Guadagnino também explora o significado histórico e social da palavra “queer,” num momento em que sua aceitação ainda era distante. Esse pano de fundo torna a luta interna de Lee ainda mais significativa, refletindo a dificuldade de encontrar autenticidade em um mundo que rejeita aquilo que não entende. O roteiro, escrito por Justin Kuritzkes, equilibra com habilidade a crítica social e os dilemas pessoais, oferecendo um olhar empático e muitas vezes brutal sobre a experiência queer.

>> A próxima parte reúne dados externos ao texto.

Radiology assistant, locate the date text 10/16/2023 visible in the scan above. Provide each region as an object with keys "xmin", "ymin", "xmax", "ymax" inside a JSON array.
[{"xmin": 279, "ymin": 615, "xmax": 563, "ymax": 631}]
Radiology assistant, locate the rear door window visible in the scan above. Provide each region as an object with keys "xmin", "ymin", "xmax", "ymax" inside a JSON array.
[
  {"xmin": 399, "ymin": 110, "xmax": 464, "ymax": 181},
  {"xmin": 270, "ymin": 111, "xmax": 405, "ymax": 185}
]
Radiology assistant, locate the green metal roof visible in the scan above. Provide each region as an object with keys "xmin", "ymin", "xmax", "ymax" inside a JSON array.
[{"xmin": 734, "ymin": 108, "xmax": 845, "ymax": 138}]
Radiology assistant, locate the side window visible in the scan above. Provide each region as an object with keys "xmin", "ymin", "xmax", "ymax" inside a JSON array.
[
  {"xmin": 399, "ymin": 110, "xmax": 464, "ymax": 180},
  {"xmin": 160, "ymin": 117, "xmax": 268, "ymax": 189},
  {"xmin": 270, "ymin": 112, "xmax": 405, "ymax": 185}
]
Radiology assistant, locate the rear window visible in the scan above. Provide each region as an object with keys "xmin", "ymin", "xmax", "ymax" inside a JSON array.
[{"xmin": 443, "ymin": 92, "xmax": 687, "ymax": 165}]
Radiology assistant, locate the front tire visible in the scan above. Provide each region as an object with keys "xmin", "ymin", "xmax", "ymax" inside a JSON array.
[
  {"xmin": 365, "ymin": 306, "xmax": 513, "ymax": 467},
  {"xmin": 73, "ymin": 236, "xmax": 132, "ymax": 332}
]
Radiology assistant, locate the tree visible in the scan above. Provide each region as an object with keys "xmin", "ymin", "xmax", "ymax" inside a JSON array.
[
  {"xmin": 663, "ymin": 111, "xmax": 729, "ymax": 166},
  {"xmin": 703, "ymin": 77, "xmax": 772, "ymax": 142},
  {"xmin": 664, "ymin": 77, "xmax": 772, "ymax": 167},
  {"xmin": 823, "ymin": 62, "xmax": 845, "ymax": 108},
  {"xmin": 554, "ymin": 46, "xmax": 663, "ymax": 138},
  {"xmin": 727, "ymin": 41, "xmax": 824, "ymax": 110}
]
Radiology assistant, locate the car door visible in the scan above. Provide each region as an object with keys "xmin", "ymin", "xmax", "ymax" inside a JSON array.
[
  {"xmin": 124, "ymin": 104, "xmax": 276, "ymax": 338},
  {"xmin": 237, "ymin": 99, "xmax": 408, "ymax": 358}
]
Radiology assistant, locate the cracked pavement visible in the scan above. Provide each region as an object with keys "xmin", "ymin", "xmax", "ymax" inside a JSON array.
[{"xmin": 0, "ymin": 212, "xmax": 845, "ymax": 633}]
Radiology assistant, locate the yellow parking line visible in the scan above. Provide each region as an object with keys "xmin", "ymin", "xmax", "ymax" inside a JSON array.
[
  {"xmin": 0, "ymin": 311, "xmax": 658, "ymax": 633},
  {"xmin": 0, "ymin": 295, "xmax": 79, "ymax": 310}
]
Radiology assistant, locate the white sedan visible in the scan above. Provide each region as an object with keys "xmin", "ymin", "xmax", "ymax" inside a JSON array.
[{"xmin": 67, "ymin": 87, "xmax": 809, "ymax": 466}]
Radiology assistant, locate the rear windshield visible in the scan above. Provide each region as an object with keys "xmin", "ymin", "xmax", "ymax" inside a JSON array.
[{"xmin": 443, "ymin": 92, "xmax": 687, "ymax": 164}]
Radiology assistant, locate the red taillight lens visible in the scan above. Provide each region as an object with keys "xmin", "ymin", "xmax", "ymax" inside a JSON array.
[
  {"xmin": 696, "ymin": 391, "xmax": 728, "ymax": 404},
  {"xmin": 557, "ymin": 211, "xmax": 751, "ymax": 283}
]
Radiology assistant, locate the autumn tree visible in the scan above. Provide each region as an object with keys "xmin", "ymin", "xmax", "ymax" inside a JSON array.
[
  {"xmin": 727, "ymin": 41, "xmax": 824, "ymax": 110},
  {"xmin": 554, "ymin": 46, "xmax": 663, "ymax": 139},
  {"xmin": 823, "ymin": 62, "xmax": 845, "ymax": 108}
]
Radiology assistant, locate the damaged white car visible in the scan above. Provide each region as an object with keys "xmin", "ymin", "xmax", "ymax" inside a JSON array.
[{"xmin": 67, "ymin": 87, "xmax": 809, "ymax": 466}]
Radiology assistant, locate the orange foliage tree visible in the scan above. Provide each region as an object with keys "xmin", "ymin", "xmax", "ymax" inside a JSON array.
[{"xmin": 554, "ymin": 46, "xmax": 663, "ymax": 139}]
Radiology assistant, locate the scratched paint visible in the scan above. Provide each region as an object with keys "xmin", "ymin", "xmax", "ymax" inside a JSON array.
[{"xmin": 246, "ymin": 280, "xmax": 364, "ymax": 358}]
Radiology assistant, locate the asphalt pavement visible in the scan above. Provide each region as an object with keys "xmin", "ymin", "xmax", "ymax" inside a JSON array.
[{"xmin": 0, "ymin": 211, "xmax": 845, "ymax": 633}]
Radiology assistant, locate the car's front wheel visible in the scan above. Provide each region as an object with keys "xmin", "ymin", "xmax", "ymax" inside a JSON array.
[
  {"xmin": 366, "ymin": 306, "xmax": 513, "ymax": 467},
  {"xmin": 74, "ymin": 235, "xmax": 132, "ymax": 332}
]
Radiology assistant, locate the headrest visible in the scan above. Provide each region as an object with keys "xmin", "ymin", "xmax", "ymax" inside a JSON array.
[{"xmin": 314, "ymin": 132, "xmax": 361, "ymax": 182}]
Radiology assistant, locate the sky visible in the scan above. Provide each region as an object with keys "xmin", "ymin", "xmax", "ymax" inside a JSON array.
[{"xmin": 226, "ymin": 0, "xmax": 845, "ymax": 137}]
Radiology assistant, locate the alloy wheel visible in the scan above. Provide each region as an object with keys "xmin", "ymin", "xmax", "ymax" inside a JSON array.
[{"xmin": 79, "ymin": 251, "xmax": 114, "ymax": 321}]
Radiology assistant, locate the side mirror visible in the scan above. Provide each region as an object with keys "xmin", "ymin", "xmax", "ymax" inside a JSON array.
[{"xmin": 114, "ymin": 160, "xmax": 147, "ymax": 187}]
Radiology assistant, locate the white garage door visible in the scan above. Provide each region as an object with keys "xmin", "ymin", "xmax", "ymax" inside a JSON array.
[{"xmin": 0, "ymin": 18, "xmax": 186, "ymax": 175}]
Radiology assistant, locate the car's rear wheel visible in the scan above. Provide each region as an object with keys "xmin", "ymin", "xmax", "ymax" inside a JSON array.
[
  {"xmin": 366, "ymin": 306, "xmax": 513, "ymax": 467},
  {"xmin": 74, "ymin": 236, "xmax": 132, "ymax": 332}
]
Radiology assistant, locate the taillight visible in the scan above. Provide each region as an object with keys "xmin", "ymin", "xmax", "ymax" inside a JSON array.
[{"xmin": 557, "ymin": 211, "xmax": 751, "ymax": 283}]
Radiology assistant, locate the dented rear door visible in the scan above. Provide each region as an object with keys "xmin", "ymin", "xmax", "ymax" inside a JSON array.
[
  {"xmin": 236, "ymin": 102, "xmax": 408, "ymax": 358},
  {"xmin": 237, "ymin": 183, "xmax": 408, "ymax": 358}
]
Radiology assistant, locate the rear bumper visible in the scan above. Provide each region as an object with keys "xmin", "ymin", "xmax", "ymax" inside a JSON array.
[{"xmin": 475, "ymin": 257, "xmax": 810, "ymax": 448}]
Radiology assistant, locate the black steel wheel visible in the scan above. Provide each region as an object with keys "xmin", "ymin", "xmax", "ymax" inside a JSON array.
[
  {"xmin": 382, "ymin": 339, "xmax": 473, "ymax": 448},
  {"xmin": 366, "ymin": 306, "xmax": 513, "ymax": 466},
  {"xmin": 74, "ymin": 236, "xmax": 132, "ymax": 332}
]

Um dos momentos mais memoráveis é a utilização de “Come As You Are” do Nirvana, que, paradoxalmente, evoca sensualidade em um contexto de vulnerabilidade. Essa cena exemplifica como Guadagnino transforma gestos simples, como caminhar, em declarações emocionais poderosas. É um lembrete da busca incansável de Lee por algo real, mesmo que ele não saiba exatamente o que está procurando.
Queer é uma obra de camadas, sobre desejo, obsessão e o anseio por um lugar no mundo. A direção sensível de Guadagnino e a performance monumental de Craig transformam essa história de solidão em um drama profundamente humano. É um filme que convida à reflexão e, acima de tudo, desafia o público a abraçar as complexidades do desejo e da identidade.